= René Urbany =

Luxembourgish journalist and politician

René Urbany (7 February 1927 – 10 October 1990) was a Luxembourgish journalist and politician. He was the son of politician Dominique Urbany.

==Early life and education==
Urbany was born in Beesslek (Hautbellain in French, Oberbesslingen in German), Luxembourg. His father, Dominique Urbany, helped found the Communist Party of Luxembourg (KPL) in 1921. From 1929 to 1965 Dominique Urbany was Secretary General of the KPL, and from 1965 to 1976 he was the party's president. The senior Urbany was a member of Luxembourg's Parliament between 1945 and 1975.

==Career==
Urbany became a member of the Central Committee of the KPL in 1948, and in 1952 became a member of the party's Politburo or Executive Committee. In 1946 he became editor-in-chief at the party newspaper, Lëtzebuerger Vollek, and in 1969 became director of the party's publishing house COPE (Cooperative Ouvrière de Presse et d'Editions). He was director of the newspaper from 1970 to 1990.
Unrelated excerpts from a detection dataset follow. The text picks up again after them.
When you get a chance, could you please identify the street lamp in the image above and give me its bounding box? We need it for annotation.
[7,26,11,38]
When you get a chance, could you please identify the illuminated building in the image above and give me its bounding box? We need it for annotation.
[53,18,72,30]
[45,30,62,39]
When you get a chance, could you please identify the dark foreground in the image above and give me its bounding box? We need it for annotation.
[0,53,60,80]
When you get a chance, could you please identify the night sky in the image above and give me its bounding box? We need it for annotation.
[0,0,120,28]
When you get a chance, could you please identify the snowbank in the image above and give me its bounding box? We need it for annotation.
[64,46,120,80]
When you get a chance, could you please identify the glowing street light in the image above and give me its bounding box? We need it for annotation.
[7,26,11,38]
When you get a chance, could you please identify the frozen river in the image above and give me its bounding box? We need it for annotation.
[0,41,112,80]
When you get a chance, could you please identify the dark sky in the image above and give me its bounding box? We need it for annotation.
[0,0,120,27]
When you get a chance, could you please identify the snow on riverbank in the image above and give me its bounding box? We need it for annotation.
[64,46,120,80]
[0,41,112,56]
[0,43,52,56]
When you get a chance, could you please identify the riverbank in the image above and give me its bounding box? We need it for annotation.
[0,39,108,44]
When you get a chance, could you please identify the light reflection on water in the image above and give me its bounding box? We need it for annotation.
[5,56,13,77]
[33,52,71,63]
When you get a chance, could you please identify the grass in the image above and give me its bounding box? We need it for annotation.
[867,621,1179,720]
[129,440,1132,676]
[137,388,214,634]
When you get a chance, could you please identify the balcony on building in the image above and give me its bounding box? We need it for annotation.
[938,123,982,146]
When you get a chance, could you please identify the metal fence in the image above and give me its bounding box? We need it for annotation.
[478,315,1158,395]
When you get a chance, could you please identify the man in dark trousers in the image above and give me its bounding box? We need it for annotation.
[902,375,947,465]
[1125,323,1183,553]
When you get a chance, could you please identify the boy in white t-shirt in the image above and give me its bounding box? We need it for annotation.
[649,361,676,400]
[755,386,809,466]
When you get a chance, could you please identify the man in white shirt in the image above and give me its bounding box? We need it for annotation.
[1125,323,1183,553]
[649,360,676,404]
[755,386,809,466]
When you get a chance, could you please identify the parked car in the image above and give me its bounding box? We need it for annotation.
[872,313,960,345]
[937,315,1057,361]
From 1966 to 1979, and again in 1988–89, he was a member of the Municipal Council of the City of Luxembourg. From 1975 to 1990 he was also a member of the Luxembourg Parliament, or Chamber of Deputies, and spokesman for the KPL fraction.

After his father's death, René Urbany took over as President of the KPL in December 1976, a post he held until his death in 1990. He was a member of Luxembourg's Chamber of Deputies from 1975 to 1990.

In 1987 his book Dem Här an de Frack gegraff. Mit spitzer Feder gegen Obskurantismus, Heuchelei und Unverstand was published by COPE.